Interventional and surgical treatments

Endovascular interventions and surgical treatments, such as endarterectomy and bypass procedures, may be beneficial if the embolic source can be localized exactly.6,102 However, frequently the source of CES is not certain and embolization risk of the existing plaques is not predictable. In a study by Keen et al103 performed on 100 patients with CES, correction of the embolization source was achieved with bypass surgeries and endarterectomies. The survival rate was found to be 89% at 1 year. All seven early deaths occurred in patients with suprarenal aortic disease, 6 of whom were under hemodialysis treatment. In this study, it was concluded that surgical elimination of the embolization source can be performed with low mortality only when the source is located in the infrarenal aorta. Since the risk of morbidity and mortality is high, surgery should be considered only as rescue therapy in life-threatening situations in CES. Angioplasty and stent implantation have been reported in a small number of patients with aortoiliac and femoral arterial sources.6,104 There is always a high risk of further induction of CES in these vascular interventions, and thus embolic protection devices may decrease the risk of further embolization.

Prognosis

Prognosis of patients with CES is usually poor, probably due to advanced atherosclerosis and related comorbid cardiovascular diseases. In a recent study, 648 cases of iatrogenic CES were reviewed and composite incidence of mortality was reported to be 63%.105 In a review of 221 cases of histologically proven CES, mortality rates were as high as 80% when cases that had been diagnosed postmortem were included.55 In Fukumoto et al,11 in which patients who had undergone left-heart catheterization were enrolled, the in-hospital mortality rate of patients with CES was found to be 16% (four patients), which was significantly higher than the group without CES (0.5%; P<0.01). In this study, all cases of death had renal dysfunction after catheterization, suggesting that renal involvement in CES may have important prognostic implications.
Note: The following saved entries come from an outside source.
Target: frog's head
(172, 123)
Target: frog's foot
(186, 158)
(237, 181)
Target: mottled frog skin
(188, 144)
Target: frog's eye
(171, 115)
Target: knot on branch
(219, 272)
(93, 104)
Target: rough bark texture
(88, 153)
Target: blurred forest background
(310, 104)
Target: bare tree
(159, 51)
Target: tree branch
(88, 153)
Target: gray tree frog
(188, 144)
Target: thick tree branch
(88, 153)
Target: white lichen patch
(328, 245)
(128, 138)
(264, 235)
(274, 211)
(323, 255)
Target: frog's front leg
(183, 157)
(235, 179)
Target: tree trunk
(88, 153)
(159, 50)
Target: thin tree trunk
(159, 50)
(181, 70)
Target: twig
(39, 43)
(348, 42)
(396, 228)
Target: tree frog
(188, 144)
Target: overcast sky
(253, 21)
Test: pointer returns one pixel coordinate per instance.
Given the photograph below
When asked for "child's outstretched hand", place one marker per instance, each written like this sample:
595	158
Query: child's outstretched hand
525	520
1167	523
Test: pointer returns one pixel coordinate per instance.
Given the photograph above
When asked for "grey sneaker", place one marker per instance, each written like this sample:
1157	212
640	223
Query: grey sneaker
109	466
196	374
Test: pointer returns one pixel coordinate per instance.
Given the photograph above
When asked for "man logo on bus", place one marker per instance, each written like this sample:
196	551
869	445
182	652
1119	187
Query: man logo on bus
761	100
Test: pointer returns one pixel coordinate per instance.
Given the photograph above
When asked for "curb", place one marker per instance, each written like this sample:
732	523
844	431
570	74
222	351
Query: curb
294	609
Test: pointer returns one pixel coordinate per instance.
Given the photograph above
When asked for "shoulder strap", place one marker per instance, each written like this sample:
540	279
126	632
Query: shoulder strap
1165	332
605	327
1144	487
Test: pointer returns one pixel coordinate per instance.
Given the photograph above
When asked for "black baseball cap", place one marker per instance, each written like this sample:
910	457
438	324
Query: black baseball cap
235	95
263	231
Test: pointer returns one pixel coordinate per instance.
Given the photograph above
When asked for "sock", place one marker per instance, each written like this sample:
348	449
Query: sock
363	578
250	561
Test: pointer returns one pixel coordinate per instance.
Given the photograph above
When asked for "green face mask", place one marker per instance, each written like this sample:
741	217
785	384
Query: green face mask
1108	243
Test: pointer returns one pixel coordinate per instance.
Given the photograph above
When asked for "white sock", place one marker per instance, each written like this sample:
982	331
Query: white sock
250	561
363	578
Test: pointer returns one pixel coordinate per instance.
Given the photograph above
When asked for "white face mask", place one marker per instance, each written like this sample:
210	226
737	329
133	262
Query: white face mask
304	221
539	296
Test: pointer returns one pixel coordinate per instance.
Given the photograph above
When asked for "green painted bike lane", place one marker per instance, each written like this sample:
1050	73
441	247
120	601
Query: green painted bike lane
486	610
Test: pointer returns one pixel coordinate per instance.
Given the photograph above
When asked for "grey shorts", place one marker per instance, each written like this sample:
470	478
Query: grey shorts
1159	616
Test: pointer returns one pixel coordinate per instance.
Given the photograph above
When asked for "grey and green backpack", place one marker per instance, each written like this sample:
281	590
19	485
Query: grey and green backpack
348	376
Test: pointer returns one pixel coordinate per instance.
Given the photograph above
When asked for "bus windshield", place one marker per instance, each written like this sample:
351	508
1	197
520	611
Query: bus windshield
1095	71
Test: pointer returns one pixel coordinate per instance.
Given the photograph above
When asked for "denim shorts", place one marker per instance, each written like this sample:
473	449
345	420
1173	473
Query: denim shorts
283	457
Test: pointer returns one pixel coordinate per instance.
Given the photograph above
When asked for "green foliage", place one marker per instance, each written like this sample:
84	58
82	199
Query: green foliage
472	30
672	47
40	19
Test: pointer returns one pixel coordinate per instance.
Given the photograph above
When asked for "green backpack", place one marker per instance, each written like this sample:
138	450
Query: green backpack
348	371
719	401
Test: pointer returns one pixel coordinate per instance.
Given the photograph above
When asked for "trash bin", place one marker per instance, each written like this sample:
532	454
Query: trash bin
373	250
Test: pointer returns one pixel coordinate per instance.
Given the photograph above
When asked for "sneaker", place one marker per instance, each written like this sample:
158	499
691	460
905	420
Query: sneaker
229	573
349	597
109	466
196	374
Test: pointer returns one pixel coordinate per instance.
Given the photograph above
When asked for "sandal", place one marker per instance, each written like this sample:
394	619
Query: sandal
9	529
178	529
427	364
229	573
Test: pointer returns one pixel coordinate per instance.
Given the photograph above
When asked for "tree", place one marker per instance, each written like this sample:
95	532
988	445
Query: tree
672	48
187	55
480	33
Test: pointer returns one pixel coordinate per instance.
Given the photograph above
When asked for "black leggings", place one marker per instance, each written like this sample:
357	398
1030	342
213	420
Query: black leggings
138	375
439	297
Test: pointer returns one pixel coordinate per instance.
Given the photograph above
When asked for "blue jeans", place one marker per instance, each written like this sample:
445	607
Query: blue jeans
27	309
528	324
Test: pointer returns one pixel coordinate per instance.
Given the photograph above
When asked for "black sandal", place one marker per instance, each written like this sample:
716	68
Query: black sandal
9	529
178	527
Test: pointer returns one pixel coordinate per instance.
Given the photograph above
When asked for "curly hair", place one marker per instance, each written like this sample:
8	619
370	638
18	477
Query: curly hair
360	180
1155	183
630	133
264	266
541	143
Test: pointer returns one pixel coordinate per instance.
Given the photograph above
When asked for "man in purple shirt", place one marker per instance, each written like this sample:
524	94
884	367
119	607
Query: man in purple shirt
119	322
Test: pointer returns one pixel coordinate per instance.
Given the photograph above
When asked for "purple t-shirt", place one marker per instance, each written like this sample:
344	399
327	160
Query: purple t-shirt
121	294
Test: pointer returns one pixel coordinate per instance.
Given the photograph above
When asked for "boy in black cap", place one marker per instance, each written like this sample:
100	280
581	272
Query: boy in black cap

In another study performed on 354 patients diagnosed with ARD, at 2-year follow-up, >30% of patients had progressed to ESRD and 28% had died.42 Furthermore, most importantly, 1-year and 2-year survival was markedly reduced in these patients (83% and 75%, respectively).

Conclusion

CES is a multisystemic autoinflammatory disease that is frequently underdiagnosed. It may have a silent clinical course, and diagnosis is difficult in patients without prominent characteristic signs and symptoms. Therefore, high clinical suspicion is required for diagnosis. Its autoinflammatory nature and implications of NLRP3/IL1 pathways in CES pathogenesis have been very recently discovered. These autoinflammatory pathways are also important in atherosclerosis, and IL1 antagonists (canakinumab) have been investigated in atherosclerotic patients, with very promising results.106 These specific targeted treatments may also be beneficial in selected patients with CES in early phases of the disease. Future randomized trials are needed in this context. Other conventional anti-inflammatory agents, such as corticosteroids and cyclophosphamide, may be used as treatment of CES; however, serious side effects associated with these agents and lack of randomized studies limit their use.